私はしばらく返事を書かなかった。でも、その間にも画面は流れていく。


ことのり:もし、落ち込むだけじゃなくて、気力、体力、食欲にも異常が出たら、専門機関の受診をお勧めしますよ
タイガー:早期発見が早道
タイガー:学生だったら学校、社会人だったら職場行けなくなったら病院よ


私はそこで、ギクッとした。

“最近、学校行きたくなくて、全然行かない日もある…。”

で、でもそんなに問題じゃない、私はちょっとひどく落ち込んでるだけで、それに、自分が病気だなんて感じ、しないし…。


たかこ:学生なんですけど、たまに学校いけないときはあります
ことのり:心配だね
タイガー:ちょっと注意かな、でも、寝られない食べられないになったら病院おすすめ(;^ω^)


“そういえば、最近あんまりごはん食べてないかも…お母さんからも、「もっと食べなさい」って言われてるし…。それに、今日はこんな時間になっても寝てない…”

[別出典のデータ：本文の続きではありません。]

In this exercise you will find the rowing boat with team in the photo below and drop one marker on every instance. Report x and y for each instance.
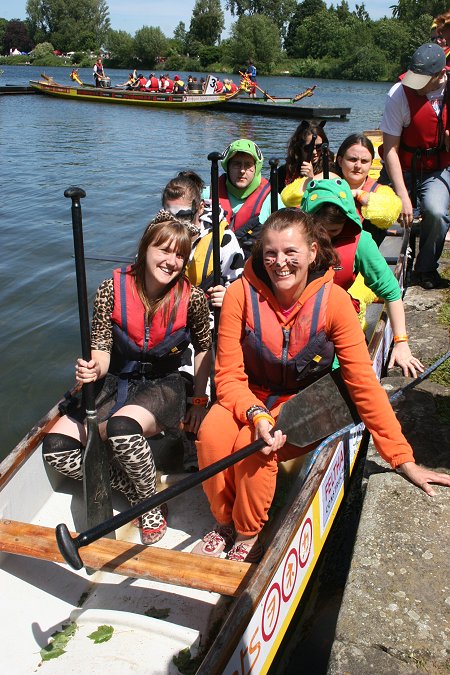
(94, 602)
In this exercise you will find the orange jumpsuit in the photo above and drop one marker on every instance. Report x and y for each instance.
(243, 493)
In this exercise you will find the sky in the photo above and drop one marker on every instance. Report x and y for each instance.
(130, 15)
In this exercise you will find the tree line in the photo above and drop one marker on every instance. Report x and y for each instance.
(308, 38)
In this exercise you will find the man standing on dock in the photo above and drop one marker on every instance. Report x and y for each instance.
(416, 150)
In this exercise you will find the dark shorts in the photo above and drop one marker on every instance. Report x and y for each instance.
(165, 398)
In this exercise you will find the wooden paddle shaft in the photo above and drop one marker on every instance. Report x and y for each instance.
(273, 184)
(131, 559)
(75, 194)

私はそこで初めてそれに思い至った。それまでは、そんなことを気にしてられる状況じゃなかった。


タイガー:じゃ、俺夜食くってくる(^^)/
ことのり:私は眠いので寝ます。たかこさんお体おだいじに
<<タイガー>さんが退室しました。>
<<ことのり>さんが退室しました。>
たかこ:ありがとうございます、ことのりさん、タイガーさん。


もう遅い時間だったのもあって、みんなあっという間に退室していってしまった。それに、ここはなんだかにぎやかな交流の場って感じみたいだった。

“場違い、だったかなあ…”


そう思っていると、私のポケットの中でスマートフォンが二度振動した。それはメールの受信を報せる振動だ。インターネットカフェに入る時も確認したけど、お母さんから五回ほど電話はあった。もしかしたら、今度はメールかもしれない。

私は見たくなかったのに、やっぱり罪悪感からホーム画面を開いてしまった。でも、そこにあったのは“お母さん”という文字ではなかった。

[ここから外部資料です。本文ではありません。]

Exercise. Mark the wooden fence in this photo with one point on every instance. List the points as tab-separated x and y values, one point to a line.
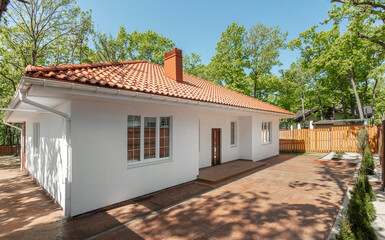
9	149
337	139
381	150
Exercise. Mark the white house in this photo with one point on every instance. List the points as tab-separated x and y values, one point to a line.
98	134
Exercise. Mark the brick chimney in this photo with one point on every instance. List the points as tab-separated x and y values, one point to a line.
173	64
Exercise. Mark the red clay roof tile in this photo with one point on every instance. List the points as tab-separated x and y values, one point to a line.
146	77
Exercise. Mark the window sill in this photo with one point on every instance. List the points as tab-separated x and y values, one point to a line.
148	162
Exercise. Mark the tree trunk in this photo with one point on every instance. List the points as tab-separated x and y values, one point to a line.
374	100
358	101
320	104
255	88
303	109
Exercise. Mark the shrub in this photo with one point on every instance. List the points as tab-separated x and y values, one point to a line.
346	231
362	139
367	163
361	210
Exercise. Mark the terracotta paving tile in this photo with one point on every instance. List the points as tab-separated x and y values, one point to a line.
143	76
291	198
227	170
294	199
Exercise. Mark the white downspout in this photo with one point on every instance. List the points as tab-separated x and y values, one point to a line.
13	126
68	163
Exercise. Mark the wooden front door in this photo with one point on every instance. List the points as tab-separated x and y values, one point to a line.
22	150
215	146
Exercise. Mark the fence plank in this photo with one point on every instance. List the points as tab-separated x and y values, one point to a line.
342	139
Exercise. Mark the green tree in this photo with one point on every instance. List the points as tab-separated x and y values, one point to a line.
40	32
149	46
230	61
192	64
263	45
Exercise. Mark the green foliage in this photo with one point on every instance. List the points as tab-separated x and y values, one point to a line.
361	211
263	45
149	46
367	163
346	232
228	66
192	64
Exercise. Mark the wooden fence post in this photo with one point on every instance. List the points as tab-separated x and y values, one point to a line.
382	153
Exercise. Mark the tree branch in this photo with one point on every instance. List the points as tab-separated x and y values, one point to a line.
382	44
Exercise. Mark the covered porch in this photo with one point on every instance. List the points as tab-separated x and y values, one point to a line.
227	170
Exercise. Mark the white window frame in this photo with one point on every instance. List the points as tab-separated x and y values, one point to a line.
234	144
36	139
266	133
157	159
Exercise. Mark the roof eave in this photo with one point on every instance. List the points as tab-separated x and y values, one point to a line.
26	82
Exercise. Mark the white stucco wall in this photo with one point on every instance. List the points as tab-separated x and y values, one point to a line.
208	121
47	166
100	172
99	139
264	150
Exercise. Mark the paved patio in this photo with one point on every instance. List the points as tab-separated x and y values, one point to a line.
292	197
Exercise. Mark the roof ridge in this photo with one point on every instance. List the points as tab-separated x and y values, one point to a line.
69	66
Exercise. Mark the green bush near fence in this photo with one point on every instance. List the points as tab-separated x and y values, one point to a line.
367	163
361	212
346	232
363	140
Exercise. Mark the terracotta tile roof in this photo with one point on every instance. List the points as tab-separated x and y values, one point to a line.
146	77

知らないメールアドレスからメールが来ていた。迷惑メールかもしれないと思ったけど、件名でそうでないことが分かった。


「自殺掲示板見ました」


私はその瞬間、ちょっとゾッとした。多分さっき、「初めましてトピ」にメールアドレスを載せてしまったからだろう。

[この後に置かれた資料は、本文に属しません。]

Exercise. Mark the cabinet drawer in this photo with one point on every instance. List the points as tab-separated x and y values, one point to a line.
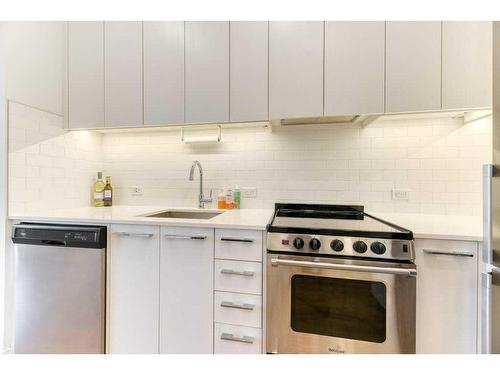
235	276
231	339
239	309
238	244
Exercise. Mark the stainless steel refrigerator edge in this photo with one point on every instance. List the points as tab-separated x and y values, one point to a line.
490	272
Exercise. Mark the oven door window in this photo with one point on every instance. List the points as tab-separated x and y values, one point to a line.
343	308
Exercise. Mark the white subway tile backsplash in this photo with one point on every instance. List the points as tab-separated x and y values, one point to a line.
439	160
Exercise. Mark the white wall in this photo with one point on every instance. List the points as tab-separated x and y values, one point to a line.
49	167
3	187
35	63
439	160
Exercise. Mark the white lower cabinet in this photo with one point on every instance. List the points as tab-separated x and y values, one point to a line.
133	289
232	339
447	295
186	290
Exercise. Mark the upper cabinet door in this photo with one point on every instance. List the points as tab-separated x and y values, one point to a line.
354	67
163	72
86	74
207	71
249	70
413	66
123	73
467	64
295	69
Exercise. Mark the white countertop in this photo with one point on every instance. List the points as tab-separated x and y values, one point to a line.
239	219
448	227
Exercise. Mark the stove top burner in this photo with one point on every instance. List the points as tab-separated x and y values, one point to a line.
336	230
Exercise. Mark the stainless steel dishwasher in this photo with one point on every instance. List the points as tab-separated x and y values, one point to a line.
59	288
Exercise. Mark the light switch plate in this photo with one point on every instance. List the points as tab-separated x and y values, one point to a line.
249	192
400	194
137	190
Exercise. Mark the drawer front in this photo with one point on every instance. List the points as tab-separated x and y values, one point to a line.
238	244
240	277
238	309
232	339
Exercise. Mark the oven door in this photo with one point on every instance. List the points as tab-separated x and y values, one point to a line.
331	305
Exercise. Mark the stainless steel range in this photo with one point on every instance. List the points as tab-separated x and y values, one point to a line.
338	281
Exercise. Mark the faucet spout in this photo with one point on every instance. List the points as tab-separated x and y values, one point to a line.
201	198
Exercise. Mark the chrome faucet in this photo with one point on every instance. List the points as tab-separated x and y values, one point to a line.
201	198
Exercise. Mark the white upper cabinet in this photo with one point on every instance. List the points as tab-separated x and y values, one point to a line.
123	73
354	67
207	71
163	72
467	64
249	71
413	66
295	69
186	290
86	74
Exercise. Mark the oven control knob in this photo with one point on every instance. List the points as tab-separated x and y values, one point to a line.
337	245
359	247
298	243
315	244
377	248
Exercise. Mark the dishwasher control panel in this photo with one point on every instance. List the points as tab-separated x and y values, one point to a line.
59	235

“嘘。メールアドレス書くと、やっぱり送って来る人って居るんだ。どうしよう。でも、ただのメールだし…”

私は戸惑いながらも、内容を確認する。


「私、同じ県に住んでいる者です。お近くなら、これから会えませんか?」


“なにこれ。出会い系サイトと勘違いしてるんじゃないの?”そう思ったけど、私はその簡素なメールに添えられた最後の一文で、ぐらっと頭が揺らいだ。